Cezaevlerindeki açlık grevinin sona ermesi ve cezaevlerinde devam eden ihlaller ile ilgili İnsan Hakları Derneği, Türkiye İnsan Hakları Vakfı (THİV), Özgürlükçü Hukukçular Platformu (ÖHP) ve Çağdaş Hukukçular Derneği (ÇHD), İHD Genel Merkezinde basın toplantısı gerçekleştirdi.

İHD Genel Başkanı Öztürk Türkdoğan tarafından okunan açıklamada, "Türkiye hapishanelerindeki insani koşullar ağırlaşmış ve OHAL bahane edilerek mahpuslar üzerindeki baskılar artmıştır" diye başlayan açıklamada, KCK'nin çağrısı üzerine sona erdirilen açlık grevlerine dikkat çekildi.

CEZAEVLERİNDE NELER YAŞANIYOR?

Kurumların tespitleri ve açlık grevcilerinin kamuoyuna duyurduğu koşullar da, açıklamada şöyle sıralandı:

"Özellikle darbe teşebbüsünden sonra yaklaşık 45 bin civarında kişinin darbe teşebbüsüne katılmak ve Fetullah Gülen örgütü üyesi olma iddiası ile tutuklanması, Kürt muhalefeti başta olmak üzere toplumsal muhalefete yönelik yargı baskısı nedeni ile 10 bine yakın insanın tutuklanmış olması ve diğer suç iddiaları ile ilgili tutuklamaların aralıksız sürdürülmesi kapasitesi yetersiz olan cezaevlerindeki aşırı doluluğu arttırmış ve cezaevlerini yaşanılmaz bir yere dönüştürmüştür.
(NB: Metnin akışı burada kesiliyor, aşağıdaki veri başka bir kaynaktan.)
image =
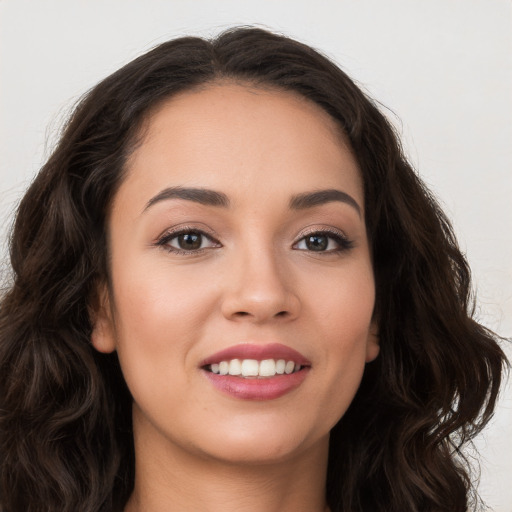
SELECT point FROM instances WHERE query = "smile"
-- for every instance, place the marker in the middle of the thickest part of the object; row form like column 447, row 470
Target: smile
column 251, row 371
column 252, row 368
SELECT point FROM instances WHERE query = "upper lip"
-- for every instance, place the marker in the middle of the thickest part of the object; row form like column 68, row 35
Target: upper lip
column 258, row 352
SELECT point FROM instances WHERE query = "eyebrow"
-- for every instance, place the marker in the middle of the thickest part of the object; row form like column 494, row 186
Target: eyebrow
column 319, row 197
column 197, row 195
column 210, row 197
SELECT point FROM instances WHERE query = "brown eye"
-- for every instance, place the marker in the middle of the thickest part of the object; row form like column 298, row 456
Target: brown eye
column 324, row 241
column 317, row 242
column 189, row 241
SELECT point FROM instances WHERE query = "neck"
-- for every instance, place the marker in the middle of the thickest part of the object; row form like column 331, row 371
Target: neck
column 171, row 477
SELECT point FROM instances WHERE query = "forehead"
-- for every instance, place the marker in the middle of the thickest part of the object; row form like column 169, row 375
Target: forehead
column 229, row 135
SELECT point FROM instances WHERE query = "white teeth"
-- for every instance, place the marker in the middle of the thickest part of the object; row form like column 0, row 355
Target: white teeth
column 235, row 367
column 250, row 368
column 267, row 368
column 254, row 368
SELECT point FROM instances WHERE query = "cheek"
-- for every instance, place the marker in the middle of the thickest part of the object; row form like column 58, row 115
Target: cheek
column 159, row 314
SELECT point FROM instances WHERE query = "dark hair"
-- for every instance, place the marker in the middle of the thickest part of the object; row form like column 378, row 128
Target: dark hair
column 65, row 412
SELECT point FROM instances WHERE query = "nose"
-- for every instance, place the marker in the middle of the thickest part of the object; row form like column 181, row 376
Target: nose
column 259, row 290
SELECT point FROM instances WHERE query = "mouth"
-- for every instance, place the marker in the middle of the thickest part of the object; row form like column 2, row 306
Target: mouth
column 254, row 369
column 256, row 372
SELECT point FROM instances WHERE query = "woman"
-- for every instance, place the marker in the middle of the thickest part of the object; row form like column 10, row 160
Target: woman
column 231, row 291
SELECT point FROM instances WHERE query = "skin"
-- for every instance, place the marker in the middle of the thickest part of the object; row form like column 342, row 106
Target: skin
column 255, row 281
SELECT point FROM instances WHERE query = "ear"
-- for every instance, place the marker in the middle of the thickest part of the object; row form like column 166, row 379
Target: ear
column 372, row 343
column 103, row 332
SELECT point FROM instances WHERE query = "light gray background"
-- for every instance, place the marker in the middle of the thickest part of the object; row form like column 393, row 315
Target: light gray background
column 443, row 68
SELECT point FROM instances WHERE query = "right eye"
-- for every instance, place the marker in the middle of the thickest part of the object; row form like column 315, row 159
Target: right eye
column 188, row 241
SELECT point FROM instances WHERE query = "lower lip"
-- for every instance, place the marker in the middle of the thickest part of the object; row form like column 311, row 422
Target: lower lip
column 268, row 388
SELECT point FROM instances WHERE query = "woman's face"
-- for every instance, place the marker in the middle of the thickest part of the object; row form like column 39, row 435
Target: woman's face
column 238, row 236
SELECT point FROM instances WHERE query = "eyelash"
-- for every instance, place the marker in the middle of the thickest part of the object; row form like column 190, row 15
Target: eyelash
column 344, row 244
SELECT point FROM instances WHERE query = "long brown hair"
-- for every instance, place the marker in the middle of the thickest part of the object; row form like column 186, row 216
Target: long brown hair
column 65, row 412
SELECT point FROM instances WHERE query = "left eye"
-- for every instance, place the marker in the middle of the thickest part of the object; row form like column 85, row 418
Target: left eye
column 187, row 241
column 322, row 242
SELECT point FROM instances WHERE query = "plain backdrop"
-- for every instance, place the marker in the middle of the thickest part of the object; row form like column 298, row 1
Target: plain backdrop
column 442, row 68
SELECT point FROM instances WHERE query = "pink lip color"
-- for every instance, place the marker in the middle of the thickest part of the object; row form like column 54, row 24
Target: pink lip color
column 267, row 388
column 258, row 352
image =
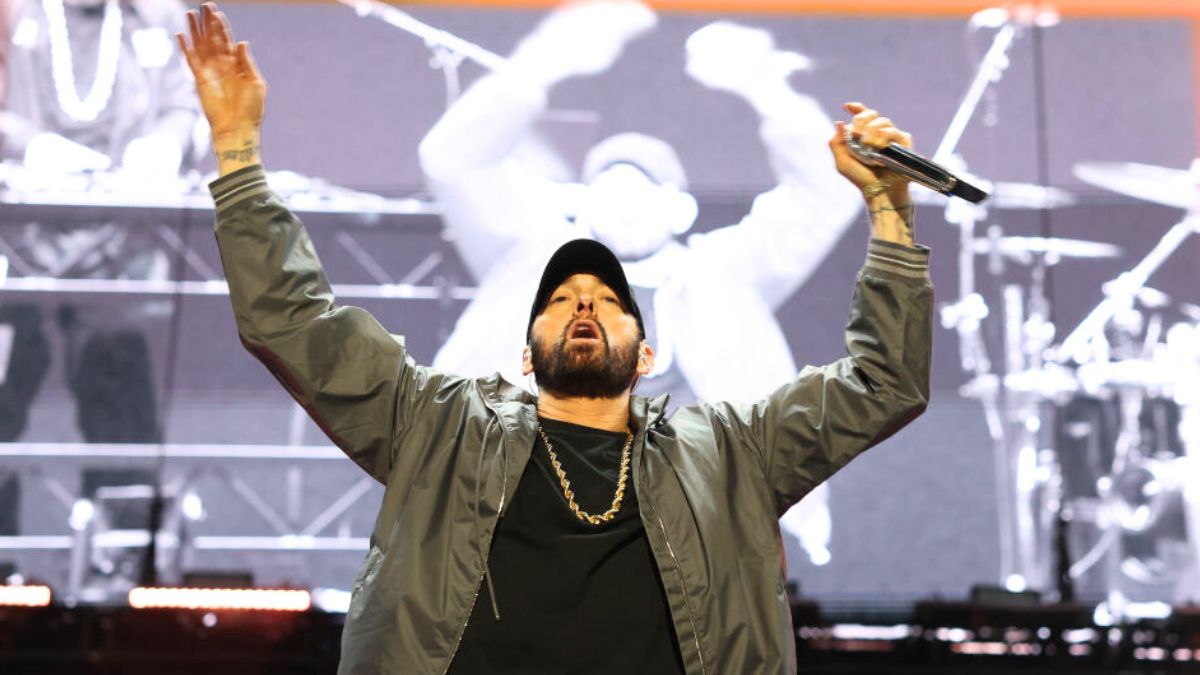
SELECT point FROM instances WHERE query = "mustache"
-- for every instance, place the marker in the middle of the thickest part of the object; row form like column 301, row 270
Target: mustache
column 569, row 327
Adalet Bakanlığının 01.11.2016 tarihli verilerine göre Türkiye hapishanelerinde 197.297 kişi bulunduğu belirtilmiş ise de bu sayının halen 210 bin civarında olduğu tahmin edilmektedir. Adalet Bakanlığının şişirilmiş kapasitesinin ise 183 bin olduğu göz önüne alınırsa aşırı doluluğun ne kadar büyük olduğu anlaşılacaktır. Adli mahpuslara yönelik örtülü OHAL afları bile aşırı doluluk sorununu çözememiştir. OHAL ilanı ve OHAL KHK’larının verdiği yetki ile mevcut yasal haklardan birçoğunun kısıtlanmış olması da ayrıca üzerinde durulması gereken ciddi insan hakları sorunlarıdır. Cezaevlerindeki tecrit uygulamaları, her türden keyfi muameleler, işkence ve kötü muamele iddiaları, sürgün ve sevk uygulamaları, keyfi disiplin cezaları, mahpusların sağlık sorunlarının zamanında ve etkili bir şekilde çözülmemesi, ağır hasta mahpusların tedavi edilmemesinin yanı sıra tahliye edilmemeleri gibi sıralayabileceğimiz çok sayıda sorun bulunmaktadır."

BAKANLIĞA ÇAĞRI

Açlık grevleri sona ermesine rağmen olumsuz koşulların giderilmesinin Adalet Bakanlığı’nın görevi olduğuna vurgu yapılan açıklamada, "Başta ceza infaz mevzuatı olmak üzere Türkiye’nin taraf olduğu temel hak ve özgürlükler ile ilgili uluslararası sözleşmeler, mahpusların hakları ile ilgili BM Bildirge ve Tavsiyeleri uyarınca bu olumsuz koşulların bir an önce sona erdirilmesi gerekmektedir" denildi.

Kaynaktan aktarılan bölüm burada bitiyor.